Two sessions – over, out
The place is empty covered in grey dust
Street lamps can only be anticipated
A square full of nothingness
Usually I visit this place only to stand
On one of the famous stones where
Every national anniversary soldiers
Salute to the Chinese leader
Then I freeze, take a deep breath
And try very hard to image myself
In a different China in a different time
This time at the end of the two sessions
I can only see thick clouds of heavy smog
Even the many extra national flags seem grey
Looking from the outside at what might
Happen inside – for a brief moment I feel
Like everybody else in this country
Like any Chinese, reading the papers
Glimpsing at the national black box
- Now widely covered in haze -
Only interrupted by infinitely-looping
Projections showing the Chinese dream
I cannot follow this dream –
Watching the empty space
My moment of closure is gone
Still I remain outside
Beijing – second home
What difference does it make?
Every time coming back it just
Feels like a second home now
A home that keeps on growing;
If, yes, if we can see it
Haze – officially – is covering it
These days mostly
However, it is not haze –
It is grey dust that reveals the
Black&white story of this city
You can’t breathe, you can’t feel,
And you can’t believe that there
Are white clouds in the metro tunnels
How can this still be a second home?
It is indeed!

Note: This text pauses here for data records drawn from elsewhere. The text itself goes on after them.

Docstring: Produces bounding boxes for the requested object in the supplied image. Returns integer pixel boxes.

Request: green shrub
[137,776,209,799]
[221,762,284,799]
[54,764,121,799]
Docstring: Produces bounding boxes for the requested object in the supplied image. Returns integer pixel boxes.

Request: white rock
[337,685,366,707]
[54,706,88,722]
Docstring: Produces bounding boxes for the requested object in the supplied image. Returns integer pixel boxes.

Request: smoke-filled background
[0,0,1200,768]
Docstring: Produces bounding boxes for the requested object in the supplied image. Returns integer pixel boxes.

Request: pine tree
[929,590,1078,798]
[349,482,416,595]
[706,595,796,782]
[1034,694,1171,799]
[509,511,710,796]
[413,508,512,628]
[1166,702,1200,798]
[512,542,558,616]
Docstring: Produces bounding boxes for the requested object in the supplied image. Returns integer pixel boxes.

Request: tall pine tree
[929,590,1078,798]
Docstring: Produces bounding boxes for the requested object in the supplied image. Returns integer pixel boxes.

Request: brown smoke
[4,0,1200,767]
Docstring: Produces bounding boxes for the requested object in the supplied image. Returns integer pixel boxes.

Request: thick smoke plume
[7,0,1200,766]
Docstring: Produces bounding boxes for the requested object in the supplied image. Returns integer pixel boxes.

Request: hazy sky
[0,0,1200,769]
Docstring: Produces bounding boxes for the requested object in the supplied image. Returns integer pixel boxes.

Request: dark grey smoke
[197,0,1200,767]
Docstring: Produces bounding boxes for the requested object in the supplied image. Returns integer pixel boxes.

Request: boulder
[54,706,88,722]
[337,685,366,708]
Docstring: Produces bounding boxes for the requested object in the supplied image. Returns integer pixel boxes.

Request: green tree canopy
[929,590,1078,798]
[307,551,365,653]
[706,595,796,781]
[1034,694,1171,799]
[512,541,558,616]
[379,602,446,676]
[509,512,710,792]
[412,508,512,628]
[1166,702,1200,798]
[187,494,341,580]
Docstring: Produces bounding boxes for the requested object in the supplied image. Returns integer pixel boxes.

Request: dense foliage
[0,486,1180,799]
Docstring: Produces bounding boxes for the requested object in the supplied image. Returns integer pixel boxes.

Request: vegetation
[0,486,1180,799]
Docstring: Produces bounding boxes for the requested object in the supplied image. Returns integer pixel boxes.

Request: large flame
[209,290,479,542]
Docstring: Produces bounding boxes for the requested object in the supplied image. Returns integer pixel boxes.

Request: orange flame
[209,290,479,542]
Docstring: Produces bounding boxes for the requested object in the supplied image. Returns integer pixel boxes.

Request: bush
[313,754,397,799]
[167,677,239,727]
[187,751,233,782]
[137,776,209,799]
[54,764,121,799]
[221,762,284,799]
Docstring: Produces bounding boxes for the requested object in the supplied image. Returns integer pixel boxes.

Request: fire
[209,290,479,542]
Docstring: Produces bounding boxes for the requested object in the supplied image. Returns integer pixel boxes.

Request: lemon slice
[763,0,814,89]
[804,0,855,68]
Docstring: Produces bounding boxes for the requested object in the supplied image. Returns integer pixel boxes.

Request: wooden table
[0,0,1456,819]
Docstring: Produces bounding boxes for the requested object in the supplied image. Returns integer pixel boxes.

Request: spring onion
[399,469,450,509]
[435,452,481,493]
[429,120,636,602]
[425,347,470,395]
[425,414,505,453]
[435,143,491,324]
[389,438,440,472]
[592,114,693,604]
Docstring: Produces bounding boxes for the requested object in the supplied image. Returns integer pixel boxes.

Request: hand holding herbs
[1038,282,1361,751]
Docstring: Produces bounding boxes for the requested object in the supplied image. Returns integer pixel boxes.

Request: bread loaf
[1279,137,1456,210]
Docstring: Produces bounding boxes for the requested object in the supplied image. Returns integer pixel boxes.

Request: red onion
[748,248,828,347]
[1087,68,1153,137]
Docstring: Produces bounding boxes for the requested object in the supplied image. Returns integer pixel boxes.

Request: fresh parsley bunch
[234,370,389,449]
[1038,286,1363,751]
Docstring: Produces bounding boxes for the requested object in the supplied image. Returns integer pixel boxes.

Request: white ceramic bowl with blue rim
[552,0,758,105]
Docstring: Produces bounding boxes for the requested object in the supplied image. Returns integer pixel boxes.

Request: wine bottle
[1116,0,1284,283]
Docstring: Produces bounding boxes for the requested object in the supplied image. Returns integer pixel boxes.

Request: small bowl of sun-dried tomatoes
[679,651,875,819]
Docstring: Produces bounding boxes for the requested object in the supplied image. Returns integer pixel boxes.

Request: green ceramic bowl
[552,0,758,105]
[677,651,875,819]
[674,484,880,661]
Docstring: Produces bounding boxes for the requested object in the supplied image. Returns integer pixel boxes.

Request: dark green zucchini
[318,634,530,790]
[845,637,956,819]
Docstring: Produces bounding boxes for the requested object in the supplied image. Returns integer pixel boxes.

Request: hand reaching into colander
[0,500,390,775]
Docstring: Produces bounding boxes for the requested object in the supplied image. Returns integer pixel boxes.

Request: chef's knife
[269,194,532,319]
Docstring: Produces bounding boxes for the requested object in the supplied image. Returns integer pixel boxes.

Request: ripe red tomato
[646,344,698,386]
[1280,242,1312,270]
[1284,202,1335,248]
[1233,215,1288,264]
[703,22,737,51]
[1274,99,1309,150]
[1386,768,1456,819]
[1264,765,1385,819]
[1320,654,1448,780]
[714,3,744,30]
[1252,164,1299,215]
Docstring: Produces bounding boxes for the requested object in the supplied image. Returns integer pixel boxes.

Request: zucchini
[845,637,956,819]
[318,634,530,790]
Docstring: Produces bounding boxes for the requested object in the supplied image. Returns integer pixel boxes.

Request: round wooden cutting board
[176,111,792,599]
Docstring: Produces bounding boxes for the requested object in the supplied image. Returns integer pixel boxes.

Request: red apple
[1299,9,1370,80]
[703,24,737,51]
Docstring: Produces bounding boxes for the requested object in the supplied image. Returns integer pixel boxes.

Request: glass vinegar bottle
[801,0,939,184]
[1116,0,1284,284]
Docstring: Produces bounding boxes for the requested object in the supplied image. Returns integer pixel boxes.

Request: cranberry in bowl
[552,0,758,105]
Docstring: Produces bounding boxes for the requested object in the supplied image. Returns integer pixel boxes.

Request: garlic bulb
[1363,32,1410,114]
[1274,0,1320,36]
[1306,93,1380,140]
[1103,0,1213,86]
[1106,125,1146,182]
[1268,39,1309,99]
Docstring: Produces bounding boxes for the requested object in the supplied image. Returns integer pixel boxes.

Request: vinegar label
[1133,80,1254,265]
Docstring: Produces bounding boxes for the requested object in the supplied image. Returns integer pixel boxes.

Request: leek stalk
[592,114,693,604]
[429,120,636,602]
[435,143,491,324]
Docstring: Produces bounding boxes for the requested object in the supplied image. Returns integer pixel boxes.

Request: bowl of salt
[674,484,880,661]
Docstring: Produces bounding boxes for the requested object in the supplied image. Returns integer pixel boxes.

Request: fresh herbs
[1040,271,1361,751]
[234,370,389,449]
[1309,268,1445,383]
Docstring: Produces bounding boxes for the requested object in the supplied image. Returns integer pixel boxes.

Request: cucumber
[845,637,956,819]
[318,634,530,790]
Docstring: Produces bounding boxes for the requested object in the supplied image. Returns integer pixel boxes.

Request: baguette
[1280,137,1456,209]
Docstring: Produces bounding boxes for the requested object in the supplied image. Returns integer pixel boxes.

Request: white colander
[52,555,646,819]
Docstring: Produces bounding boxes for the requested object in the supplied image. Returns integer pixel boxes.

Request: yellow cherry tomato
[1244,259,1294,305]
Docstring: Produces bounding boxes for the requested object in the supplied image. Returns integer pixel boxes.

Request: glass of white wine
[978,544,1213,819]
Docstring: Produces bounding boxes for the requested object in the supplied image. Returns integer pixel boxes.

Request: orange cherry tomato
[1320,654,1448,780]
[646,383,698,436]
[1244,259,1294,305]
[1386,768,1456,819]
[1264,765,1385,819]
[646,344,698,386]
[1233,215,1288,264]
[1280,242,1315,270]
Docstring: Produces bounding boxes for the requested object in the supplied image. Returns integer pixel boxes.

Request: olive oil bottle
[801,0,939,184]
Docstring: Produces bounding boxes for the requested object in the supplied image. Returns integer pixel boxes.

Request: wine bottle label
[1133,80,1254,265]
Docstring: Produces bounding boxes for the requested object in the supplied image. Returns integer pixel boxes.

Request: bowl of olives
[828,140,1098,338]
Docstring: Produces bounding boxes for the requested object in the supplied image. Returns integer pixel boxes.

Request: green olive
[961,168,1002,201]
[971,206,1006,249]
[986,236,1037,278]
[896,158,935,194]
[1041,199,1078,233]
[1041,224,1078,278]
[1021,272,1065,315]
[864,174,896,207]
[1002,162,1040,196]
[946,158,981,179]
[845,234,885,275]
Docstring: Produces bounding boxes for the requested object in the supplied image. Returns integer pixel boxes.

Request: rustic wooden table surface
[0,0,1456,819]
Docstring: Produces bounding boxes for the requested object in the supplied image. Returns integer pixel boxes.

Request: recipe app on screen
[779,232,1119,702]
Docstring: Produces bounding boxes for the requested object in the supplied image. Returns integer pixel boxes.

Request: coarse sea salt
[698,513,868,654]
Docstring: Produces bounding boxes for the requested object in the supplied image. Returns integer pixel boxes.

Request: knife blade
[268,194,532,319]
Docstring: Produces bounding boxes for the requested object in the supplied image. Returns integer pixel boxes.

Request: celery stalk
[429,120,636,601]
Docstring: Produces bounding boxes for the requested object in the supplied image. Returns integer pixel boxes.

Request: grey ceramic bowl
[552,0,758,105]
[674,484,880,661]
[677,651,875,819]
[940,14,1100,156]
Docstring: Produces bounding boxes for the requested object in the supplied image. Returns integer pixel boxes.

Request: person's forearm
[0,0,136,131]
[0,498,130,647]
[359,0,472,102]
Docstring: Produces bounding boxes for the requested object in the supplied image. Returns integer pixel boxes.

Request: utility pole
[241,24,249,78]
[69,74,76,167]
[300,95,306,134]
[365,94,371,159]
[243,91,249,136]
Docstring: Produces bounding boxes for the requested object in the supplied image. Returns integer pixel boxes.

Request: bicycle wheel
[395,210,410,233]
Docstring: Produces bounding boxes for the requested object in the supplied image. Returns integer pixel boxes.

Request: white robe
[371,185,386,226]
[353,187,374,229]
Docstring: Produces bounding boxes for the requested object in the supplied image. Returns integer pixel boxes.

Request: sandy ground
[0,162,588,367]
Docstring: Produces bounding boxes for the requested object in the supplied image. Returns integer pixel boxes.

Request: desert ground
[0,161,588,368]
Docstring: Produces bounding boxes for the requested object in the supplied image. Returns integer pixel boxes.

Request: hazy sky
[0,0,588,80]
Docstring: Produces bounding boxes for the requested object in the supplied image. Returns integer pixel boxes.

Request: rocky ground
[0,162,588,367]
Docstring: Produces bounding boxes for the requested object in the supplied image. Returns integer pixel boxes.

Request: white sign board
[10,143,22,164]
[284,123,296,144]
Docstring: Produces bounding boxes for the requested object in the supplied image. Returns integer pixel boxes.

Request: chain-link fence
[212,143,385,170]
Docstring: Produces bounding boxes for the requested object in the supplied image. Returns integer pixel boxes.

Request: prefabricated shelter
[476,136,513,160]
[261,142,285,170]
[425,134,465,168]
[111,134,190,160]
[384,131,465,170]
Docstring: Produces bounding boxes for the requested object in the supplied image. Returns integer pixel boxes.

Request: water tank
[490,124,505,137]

Looking West – it shows me
What we mostly have already forgotten
Development – a better life – it always
Comes with a price and still many are
Willing to pay for it
But – do I hear criticism, do I hear complaints,
Do I listen to the people and understand
That they are not happy?
Waiting in the tunnels knowing that every
Breath probably kills my lungs like
Smoking several packs of cigarettes a day –
One question pops up: how long is this still bearable?
My second home – I still like it
I can already feel the pain growing in my chest
When I sit in the plane back home…
However, breathing definitely gets
Much easier turning West
Second home – you do make a difference!